ANTIGUA & BARBUDA: The twin island nation said at the Dispute Settlement Body of the World Trade Organization that it is contemplating requesting to the Director-General to appoint a mediator in a dispute with the United States that has been going on for 15 years over the U.S. government efforts to prevent Americans from gambling at online sites based in Antigua and Barbuda. The U.S. delegate answered that his government had offered settling the dispute twice in 2008 and 2013, but the Caribbean island’s ambassador replied the offers then didn’t even total one percent of the losses experienced by Antigua and Barbuda.

 

CENTRAL AMERICA

NICARAGUA: Negotiations between Daniel Ortega’s government and opposition protesters organized under the name Civic Alliance were reinstated yesterday with the Catholic Church acting as a mediator. Violence continued as the government’s forces tried to take back control over six cities around the country hours before the negotiations were set to begin.
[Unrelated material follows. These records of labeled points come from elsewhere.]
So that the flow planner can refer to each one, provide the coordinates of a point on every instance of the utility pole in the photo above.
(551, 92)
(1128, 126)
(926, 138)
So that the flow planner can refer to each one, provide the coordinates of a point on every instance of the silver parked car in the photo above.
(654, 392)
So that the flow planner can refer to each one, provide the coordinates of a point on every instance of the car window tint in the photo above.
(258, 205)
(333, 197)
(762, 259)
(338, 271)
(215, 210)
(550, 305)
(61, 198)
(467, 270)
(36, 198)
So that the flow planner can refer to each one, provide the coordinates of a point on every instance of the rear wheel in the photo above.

GUATEMALA: The government of President Jimmy Morales said yesterday it will request the United States for temporary protected status for Guatemalan citizens after the natural disaster of the Volcán de Fuego eruption. The request comes at a time when U.S. President Donald Trump’s administration is rolling back similar protected status for other Central American and Caribbean nations. Morales is one of the strongest allies of the United States in the region; Guatemala not only supported the United States’ decision to recognize Jerusalem as Israel’s capital and move its embassy there but became the first country to follow lead and move its embassy too.

ANDES

VENEZUELA: The European Union added yesterday 11 Venezuelan officials to its sanctions list, including Vice President Delcy Rodríguez, her predecessor and current Minister of Industries Tarek El Aissami and General Commander of the Army Jesús Suárez, but not President Nicolás Maduro. There are now 18 people on the list which prohibits from traveling to the E.U. and freezes assets there. A similar list of sanctions by the United States targets 70 officials including Maduro but not Rodríguez. Venezuela’s foreign ministry issued a statement calling the sanctions an aggression and an interference in the sovereign affairs of Venezuela that is contrary to international law.
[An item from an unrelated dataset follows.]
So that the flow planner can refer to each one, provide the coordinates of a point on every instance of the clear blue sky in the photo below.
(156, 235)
COLOMBIA: Coca cultivation rose by 11 percent in 2017 for a record total of 209,000 hectares (516,450 acres) of the illegal crop, said a White House report released yesterday with the latest annual data available. Estimated cocaine production also increased 19 percent to 921 metric tons. Although coca production in Colombia has been increasing since 2013, which coincides with the beginning of negotiations between the government and the FARC rebels, last years’ increase was smaller than that of previous years.

 

SOUTHERN CONE

CHILE: News site La Tercera revealed on Sunday that President Sebastián Piñera had issued a humanitarian pardon for René Cardemil, a former colonel convicted of crimes against humanity during the Pinochet era. Cardemill died in prison on April 7 from prostate cancer, a day after the pardon was issued and before he could benefit from it. Piñera held a press conference on Sunday and said: “We want Chile to be a humanitarian country, to have compassion for those who are on the verge of death.” Cardemil was convicted for executing six people in 1973 and was sentenced to 10 years in prison.